April 17, 2010
bearophile wrote:
> Walter Bright:
>> You won't be able to cast pointers from integral types in safe
>> functions.
> 
> That doesn't solve the problem, because I will surely want to use
> unsafe code in D, and unsafe modules will keep having the same
> undefined-derived bugs inherited from C. What I was asking for in
> this thread is to fix some of the C holes, not to just forbid the
> things I was looking for in D in the first place. If I use D instead
> of for example Python is because D has unions and pointers, that
> allow me to create the tight data structures that have a good
> performance. I am not interested in using D just as a Java.
> 
> This can be an irreducible difference between my ideal language and
> D. Maybe my purpose is  hopeless, who knows. My ideal system language
> is like a C that helps me avoid a large percentage of possible bugs.
> A language that the programmer can predict what it will do, with
> lower level features. Maybe someday I'll try to create this language
> :-)

I don't see any way to make conversions between pointers and ints implementation defined, and make dereferencing a pointer coming from some int anything but undefined behavior.

April 17, 2010
bearophile wrote:
> Lars T. Kyllingstad:
>> The effect of @safe would be to forbid code that leads to undefined
>>  behaviour, not make it well-defined.
> 
> Right, but that's not the solution I was looking for, and it's not
> going to solve the problems inherited from C. Because if people that
> use D want to use unsafe code too, otherwise they use C#/Java. Having
> safe modules in D is a good idea, but safe modules can't be a
> replacement for efforts to make safer the low level code too.

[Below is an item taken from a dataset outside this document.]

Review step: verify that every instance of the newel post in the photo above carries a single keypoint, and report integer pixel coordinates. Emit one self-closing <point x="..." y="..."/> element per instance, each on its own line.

I'm confused. It appears you want to write unsafe code and yet have it be guaranteed safe.

Functions tagged with @system are where you should put unsafe code.
April 17, 2010
Hello Walter,

> bearophile wrote:
> 
> I'm confused. It appears you want to write unsafe code and yet have it
> be guaranteed safe.

Currently the described code is legal, unsafe (it can result in invalid pointers) and has undefined semantics (it can result in unpredictable, implementation defined results). What I think bearophile wants is for only the last to be changed, that is; you can still do things that result in invalid pointers, but it does so in a well defined way (at least with regards to the bit pattern the pointer ends up as)



-- 
... <IXOYE><



April 17, 2010
BCS wrote:
> Currently the described code is legal, unsafe (it can result in invalid pointers) and has undefined semantics (it can result in unpredictable, implementation defined results). What I think bearophile wants is for only the last to be changed, that is; you can still do things that result in invalid pointers, but it does so in a well defined way (at least with regards to the bit pattern the pointer ends up as)

I don't think that's a useful thing to specify - where's the advantage, and if D is on a machine that does pointers differently, why make it impossible to port standard D to it?
April 17, 2010
On 2010-04-17 13:35:16 -0400, Walter Bright <newshound1@digitalmars.com> said:

> BCS wrote:
>> Currently the described code is legal, unsafe (it can result in invalid pointers) and has undefined semantics (it can result in unpredictable, implementation defined results). What I think bearophile wants is for only the last to be changed, that is; you can still do things that result in invalid pointers, but it does so in a well defined way (at least with regards to the bit pattern the pointer ends up as)
> 
> I don't think that's a useful thing to specify - where's the advantage, and if D is on a machine that does pointers differently, why make it impossible to port standard D to it?

Me thinks this is not a very good argument. Supporting obscure platforms isn't very useful, that's why D only supports complement-2 arithmetics (you said it yourself).

There is a very good reason to disallow manipulating the bit pattern in safe D however: memory safety. If you can dereference a pointer made from an arbitrary bit pattern, you may have an exploitable flaw similar to a buffer overrun. Dereferencing an arbitrary value is definitely *not* memory-safe and should *not* be allowed in safe D.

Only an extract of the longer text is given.